Natives came aboard in catamarans. The passengers and crew landed on the sands the following Tuesday. Very few tree boughs provided protection from the sun. The shipwrecked had some biscuits, and fish the Natives had given them. Plus cocoa nuts and melon seeds. The following Friday the masts were cut away and the luggage removed. Some people were injured and many boxes cut open in the hold by the natives. The Survivors remained in Capin Assu for a week and three days.
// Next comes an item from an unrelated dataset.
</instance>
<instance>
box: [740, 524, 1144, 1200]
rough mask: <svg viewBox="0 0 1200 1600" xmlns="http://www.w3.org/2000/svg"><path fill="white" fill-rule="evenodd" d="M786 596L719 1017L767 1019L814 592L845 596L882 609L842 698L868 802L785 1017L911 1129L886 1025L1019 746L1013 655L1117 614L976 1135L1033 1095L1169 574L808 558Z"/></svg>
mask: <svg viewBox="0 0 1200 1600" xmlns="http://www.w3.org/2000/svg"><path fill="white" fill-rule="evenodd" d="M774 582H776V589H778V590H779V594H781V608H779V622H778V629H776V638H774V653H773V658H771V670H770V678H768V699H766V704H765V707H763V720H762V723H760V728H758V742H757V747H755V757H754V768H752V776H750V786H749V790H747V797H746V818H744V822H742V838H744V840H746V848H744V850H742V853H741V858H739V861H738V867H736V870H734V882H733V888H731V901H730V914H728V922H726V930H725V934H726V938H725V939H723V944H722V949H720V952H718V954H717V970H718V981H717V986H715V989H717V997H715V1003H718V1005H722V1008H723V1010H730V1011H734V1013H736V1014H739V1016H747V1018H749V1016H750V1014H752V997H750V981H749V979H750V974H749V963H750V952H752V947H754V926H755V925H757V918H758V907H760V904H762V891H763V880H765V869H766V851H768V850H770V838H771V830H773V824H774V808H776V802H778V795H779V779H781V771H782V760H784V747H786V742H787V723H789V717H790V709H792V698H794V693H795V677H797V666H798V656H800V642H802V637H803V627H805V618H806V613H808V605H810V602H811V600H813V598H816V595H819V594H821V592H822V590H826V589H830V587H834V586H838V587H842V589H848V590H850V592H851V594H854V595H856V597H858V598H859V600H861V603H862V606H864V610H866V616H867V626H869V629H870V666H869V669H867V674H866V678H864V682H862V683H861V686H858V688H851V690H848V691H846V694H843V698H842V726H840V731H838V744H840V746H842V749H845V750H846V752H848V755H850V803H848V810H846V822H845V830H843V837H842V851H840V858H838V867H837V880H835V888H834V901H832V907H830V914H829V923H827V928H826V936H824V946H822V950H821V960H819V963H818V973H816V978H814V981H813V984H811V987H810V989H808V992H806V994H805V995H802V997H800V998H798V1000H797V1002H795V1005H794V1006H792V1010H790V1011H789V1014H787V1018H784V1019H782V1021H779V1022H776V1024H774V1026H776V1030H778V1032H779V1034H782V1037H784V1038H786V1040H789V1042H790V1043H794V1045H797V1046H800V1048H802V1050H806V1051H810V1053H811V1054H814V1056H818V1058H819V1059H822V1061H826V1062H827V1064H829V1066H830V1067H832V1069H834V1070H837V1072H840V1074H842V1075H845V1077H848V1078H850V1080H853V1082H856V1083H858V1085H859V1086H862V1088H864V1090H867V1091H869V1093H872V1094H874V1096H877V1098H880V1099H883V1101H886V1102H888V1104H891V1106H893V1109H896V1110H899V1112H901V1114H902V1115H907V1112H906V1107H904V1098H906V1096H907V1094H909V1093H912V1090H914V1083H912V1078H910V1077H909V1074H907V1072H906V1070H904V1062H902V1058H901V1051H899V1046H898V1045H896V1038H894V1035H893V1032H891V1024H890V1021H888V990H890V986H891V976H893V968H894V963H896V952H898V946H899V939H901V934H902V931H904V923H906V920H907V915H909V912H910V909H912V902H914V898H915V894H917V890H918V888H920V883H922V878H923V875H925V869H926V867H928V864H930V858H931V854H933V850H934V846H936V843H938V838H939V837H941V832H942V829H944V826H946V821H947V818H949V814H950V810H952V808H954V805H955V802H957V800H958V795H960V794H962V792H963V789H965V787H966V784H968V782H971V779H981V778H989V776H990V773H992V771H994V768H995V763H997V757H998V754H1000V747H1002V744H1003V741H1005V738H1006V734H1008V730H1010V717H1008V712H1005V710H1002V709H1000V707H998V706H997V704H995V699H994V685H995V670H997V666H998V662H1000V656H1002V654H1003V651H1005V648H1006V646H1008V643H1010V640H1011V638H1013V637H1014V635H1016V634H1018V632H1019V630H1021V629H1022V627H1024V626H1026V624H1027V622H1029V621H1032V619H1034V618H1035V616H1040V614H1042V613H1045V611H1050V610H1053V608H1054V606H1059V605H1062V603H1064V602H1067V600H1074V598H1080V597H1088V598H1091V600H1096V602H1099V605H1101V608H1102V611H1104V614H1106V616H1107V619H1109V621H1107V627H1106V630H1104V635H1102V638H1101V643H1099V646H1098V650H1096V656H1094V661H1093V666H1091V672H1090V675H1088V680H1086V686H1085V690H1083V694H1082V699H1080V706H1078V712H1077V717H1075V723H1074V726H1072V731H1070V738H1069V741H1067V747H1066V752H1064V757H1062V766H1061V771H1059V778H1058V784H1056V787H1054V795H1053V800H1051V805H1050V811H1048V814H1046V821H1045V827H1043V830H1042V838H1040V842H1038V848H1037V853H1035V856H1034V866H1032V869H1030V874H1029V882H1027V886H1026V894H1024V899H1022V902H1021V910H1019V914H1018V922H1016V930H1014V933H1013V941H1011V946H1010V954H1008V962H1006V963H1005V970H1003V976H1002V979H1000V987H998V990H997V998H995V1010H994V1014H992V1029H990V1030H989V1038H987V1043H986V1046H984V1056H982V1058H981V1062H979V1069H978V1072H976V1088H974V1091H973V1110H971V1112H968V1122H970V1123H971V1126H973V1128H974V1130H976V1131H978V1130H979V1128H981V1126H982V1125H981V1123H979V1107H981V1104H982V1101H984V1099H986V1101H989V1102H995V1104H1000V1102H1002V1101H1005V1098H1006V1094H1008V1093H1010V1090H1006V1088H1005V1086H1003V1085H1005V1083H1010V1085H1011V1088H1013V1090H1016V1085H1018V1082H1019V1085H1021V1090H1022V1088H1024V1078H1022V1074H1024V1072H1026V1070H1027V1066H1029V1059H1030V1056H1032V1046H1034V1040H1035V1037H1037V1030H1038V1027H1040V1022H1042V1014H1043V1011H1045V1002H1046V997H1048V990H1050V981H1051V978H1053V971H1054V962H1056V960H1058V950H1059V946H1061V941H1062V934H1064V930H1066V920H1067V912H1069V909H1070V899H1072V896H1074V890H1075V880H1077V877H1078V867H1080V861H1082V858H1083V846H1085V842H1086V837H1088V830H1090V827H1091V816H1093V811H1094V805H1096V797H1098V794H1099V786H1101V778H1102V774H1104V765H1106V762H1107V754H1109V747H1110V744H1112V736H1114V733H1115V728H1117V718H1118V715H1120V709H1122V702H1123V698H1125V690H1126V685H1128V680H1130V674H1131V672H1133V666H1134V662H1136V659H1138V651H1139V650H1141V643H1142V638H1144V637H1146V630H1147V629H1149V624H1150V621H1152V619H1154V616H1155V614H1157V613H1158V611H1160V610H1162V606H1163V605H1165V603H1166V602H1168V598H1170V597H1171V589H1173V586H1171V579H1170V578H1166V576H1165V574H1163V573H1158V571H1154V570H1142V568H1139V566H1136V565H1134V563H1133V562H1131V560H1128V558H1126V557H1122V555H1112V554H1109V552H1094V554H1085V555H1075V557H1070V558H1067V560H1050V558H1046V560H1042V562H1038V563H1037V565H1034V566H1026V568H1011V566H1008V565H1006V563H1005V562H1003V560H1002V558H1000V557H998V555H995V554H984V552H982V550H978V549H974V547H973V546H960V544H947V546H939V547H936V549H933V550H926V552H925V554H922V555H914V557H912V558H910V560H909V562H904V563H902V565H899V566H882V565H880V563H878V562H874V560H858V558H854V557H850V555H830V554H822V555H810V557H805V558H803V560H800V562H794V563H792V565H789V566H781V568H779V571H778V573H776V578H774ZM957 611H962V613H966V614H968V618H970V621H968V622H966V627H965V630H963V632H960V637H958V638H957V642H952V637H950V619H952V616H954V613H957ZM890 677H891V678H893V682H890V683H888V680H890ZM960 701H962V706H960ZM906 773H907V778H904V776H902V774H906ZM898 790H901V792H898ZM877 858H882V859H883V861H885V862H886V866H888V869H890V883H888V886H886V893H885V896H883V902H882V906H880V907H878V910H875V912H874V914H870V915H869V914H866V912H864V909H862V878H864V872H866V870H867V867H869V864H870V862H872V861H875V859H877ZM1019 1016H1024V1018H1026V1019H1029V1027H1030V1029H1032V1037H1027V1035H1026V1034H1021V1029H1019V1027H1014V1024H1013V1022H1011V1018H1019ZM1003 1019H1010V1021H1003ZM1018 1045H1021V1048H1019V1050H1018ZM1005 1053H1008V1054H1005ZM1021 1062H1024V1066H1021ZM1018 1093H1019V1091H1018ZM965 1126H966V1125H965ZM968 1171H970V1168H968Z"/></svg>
They were moved in canoes to Macau where several houses were in a row and they were fed some beef. It was here they wrote to the English Consul. The Consul from Pernambuco came to Macau where the shipwrecked souls had remained for some time. He said they should all go there. Several were in vessels and went as far as the mouth of the river when another Consul (this one from Paraiba) ordered the vessels back stating later that they were wrecked in the Paraiban district and under his care they would be sent to Paraiba. After more than 2 months in Macau and a week on a small vessel they arrived in Paraiba 1 March 1853.

The Richard had just arrived, a small miserable brig the Consul had chartered to take the survivors on to Australia. After spending a month in Paraiba they boarded the "Richard" 1 April 1853. (Later 13 of their fellow passengers who went ashore in Cabedelo died from Yellow Fever). A week after they left Cabedelo they arrived in Pernambuco.

The Richard arrived Port Philip Tuesday 5 July 1853 after 3 months at sea. Her passengers remained onboard until the following Saturday.